Hope is a bit of a drama queen. I don’t even think it’s really about the attention; she usually goes full drama after she’s already being doused in attention. It’s also usually related to illness, even and especially when there’s nothing wrong with her. I’m not sure if it’s to up the ante, if it’s a triggering thing…I have no idea, but it drives me insane. And it usually makes it hard for me to believe any health-related whine she makes.
And…that makes me feel guilty when she really is sick.
Such is the case when my daughter clanged around in the dark this past weekend at 4am. Yappy and I poked our heads out from the covers…Ok, Yappy poked *his* head out and then I reluctantly followed. I called her name, asked if shew as ok and prayed that she was so I could roll back over.
The truth is that she’d complained for a couple of days about stomach pains, which isn’t really new. She’d complained before bed and I encouraged her to take some Advil, drink some water and go to bed. I’d heard her a few hours earlier, putzing around in the middle of the night. I slid my eyes closed and relished that it was Friday and I could sleep a little late.
Alas, Hope was really, really not feeling well. Like, really not feeling well.
Mom-mode was activated, and I began coordinating the effort to get us to the closest ER. We were at the hospital within 30 minutes and in a hospital bed in another 15.
We were there about 6 hours, but around hour 3 is when Hope brought the drama. I was bleary-eyed, craving coffee and chicken fingers and a pastry. I’d played numerous games of Mahjong and catnapped a few minutes here and there. So, when Hope decided that she could not tolerate having her IV flushed for the CT contrast she needed all hell broke loose with the CT tech, the orderly, the nurse and the doctor.
This was my face the whole time.
I finally quietly asked everyone to leave me alone with my daughter for a few minutes as she raged in hysterics. I then went Darth Vader Mom on her. Seriously, I went off. I lost it on my kid who was in a hospital bed. I feel like I probably should feel guilty about doing the quiet, deadly yell but I don’t. Hope was so damn extra and I was so damn sleepy and hungry and getting that CT scan was going to be key in diagnosing the problem and that was necessary to get us out of the ER.

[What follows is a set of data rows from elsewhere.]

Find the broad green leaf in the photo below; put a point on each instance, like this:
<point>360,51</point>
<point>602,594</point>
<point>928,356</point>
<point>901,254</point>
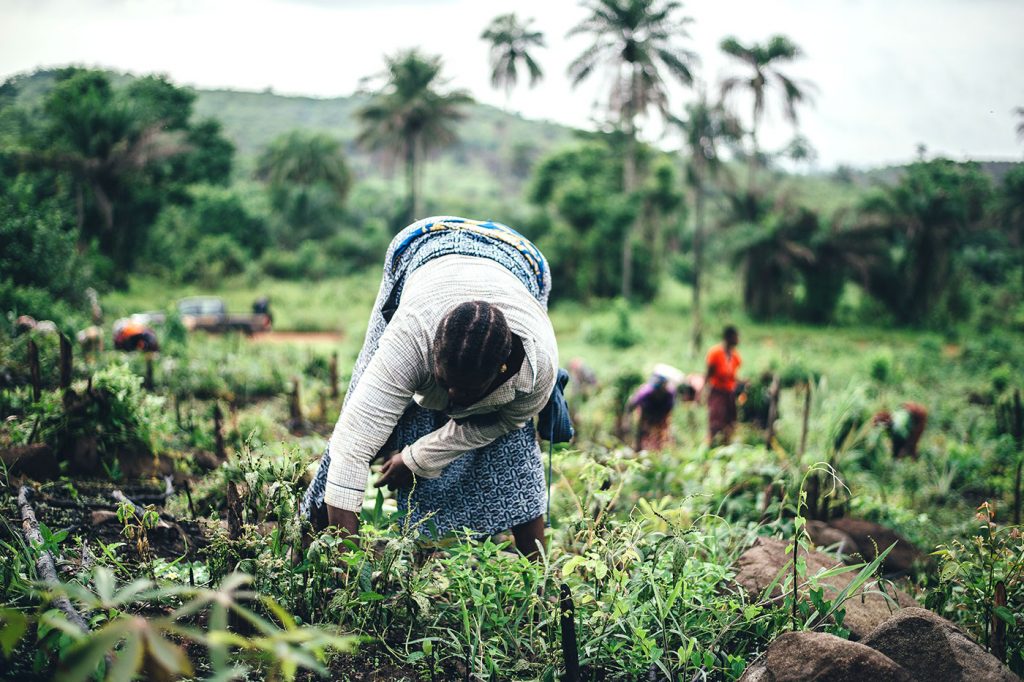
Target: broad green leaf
<point>14,624</point>
<point>1006,614</point>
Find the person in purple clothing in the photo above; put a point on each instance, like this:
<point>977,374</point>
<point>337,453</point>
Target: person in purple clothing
<point>654,400</point>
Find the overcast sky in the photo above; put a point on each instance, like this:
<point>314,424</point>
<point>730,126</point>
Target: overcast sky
<point>890,74</point>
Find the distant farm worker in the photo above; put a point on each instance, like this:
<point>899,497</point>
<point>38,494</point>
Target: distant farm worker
<point>905,427</point>
<point>459,356</point>
<point>132,335</point>
<point>654,400</point>
<point>723,360</point>
<point>261,306</point>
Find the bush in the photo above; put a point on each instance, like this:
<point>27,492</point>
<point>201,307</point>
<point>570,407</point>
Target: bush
<point>214,257</point>
<point>882,367</point>
<point>619,333</point>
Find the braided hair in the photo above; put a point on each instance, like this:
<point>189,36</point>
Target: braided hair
<point>472,341</point>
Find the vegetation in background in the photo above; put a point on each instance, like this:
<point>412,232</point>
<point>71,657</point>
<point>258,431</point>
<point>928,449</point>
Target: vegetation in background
<point>410,116</point>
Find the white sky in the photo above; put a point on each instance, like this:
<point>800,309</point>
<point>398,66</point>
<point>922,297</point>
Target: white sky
<point>890,74</point>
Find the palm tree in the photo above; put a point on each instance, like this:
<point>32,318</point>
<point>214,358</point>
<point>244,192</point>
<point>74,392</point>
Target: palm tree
<point>637,42</point>
<point>411,115</point>
<point>307,181</point>
<point>510,45</point>
<point>101,142</point>
<point>763,62</point>
<point>304,159</point>
<point>706,126</point>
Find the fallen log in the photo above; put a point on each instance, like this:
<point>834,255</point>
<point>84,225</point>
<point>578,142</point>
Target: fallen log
<point>44,561</point>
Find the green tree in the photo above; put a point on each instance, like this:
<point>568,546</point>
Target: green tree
<point>1011,210</point>
<point>587,214</point>
<point>511,43</point>
<point>638,42</point>
<point>307,180</point>
<point>411,115</point>
<point>40,266</point>
<point>117,156</point>
<point>706,127</point>
<point>763,61</point>
<point>928,216</point>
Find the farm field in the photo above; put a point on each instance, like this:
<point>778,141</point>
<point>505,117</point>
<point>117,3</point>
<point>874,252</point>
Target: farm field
<point>651,549</point>
<point>221,458</point>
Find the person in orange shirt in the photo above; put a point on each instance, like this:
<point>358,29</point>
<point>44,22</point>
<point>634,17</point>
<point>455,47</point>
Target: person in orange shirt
<point>723,360</point>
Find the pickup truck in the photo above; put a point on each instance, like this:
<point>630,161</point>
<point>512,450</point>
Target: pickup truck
<point>209,313</point>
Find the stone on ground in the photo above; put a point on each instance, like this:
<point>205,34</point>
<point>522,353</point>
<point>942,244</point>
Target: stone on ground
<point>932,648</point>
<point>797,656</point>
<point>761,564</point>
<point>868,536</point>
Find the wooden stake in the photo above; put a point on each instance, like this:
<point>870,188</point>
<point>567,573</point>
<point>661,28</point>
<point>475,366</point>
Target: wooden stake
<point>807,417</point>
<point>813,493</point>
<point>37,382</point>
<point>218,435</point>
<point>772,409</point>
<point>333,372</point>
<point>1019,439</point>
<point>570,650</point>
<point>44,561</point>
<point>233,511</point>
<point>295,405</point>
<point>998,642</point>
<point>66,363</point>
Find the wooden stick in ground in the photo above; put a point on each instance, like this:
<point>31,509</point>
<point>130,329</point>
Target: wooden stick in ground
<point>998,626</point>
<point>807,417</point>
<point>772,409</point>
<point>147,378</point>
<point>570,651</point>
<point>66,363</point>
<point>1019,439</point>
<point>333,370</point>
<point>37,382</point>
<point>44,561</point>
<point>218,434</point>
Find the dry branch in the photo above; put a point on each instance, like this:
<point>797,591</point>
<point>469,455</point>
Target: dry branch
<point>44,561</point>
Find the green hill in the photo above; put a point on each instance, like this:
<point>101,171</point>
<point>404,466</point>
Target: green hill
<point>492,161</point>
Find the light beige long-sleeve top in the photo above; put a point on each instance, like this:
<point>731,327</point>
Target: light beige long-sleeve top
<point>401,371</point>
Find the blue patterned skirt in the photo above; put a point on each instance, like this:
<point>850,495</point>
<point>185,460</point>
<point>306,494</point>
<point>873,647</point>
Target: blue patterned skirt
<point>488,489</point>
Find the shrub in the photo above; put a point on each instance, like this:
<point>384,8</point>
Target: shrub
<point>882,367</point>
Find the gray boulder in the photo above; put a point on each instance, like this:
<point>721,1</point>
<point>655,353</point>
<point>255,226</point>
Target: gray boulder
<point>865,610</point>
<point>867,536</point>
<point>799,656</point>
<point>824,536</point>
<point>932,648</point>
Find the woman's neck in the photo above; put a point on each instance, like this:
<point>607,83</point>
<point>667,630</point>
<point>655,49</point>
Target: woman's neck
<point>512,365</point>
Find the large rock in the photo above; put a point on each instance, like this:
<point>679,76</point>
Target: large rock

Hope’s hysterics were standing in the way of progress.
By the time I notified everyone that the CT with contrast *was* happening and that Hope was *now* ready for transport, my daughter looked more concerned about me than the CT scan, and rightfully so.
Meanwhile, I waited and worked on my fantasy where they put me in the CT or MRI scan, told me to hold still and then I fall asleep.
Of course, things from there went without a hitch, and we were out of the hospital with info on kidney stones an hour later. We stopped got some Starbucks and chicken fingers and had breakfast.
As I tucked my daughter in for a nap, I explained that sometimes I have trouble knowing how seriously to take her complaints, that I don’t understand the hysterics that turn on and off like a faucet, that the way my tolerance is set up I just can’t suffer a lot of her nonsense.
In the midst of all of this, I worried about Hope. The WebMD of my mind had diagnosed some awful things were wrong with Hope. I prayed. I fretted. I texted family. I felt a little scared, and in some moments lonely. Hope, for all her prickly, high drama antics, is my baby girl. I love her expansively.
As it turns out, Hope will be fine. She had a kidney stone; which prompted lots of family chatter about what would make a kid have stones?
I don’t know, so I reached out to our extended family; turns out family health history explains a lot (Yay #openadoption).
Hope will be fine. I am fine.
I’m going to sit with some mom guilt with a side of ER mom boss and contemplate how those things sit side by side in drama-filled parenting.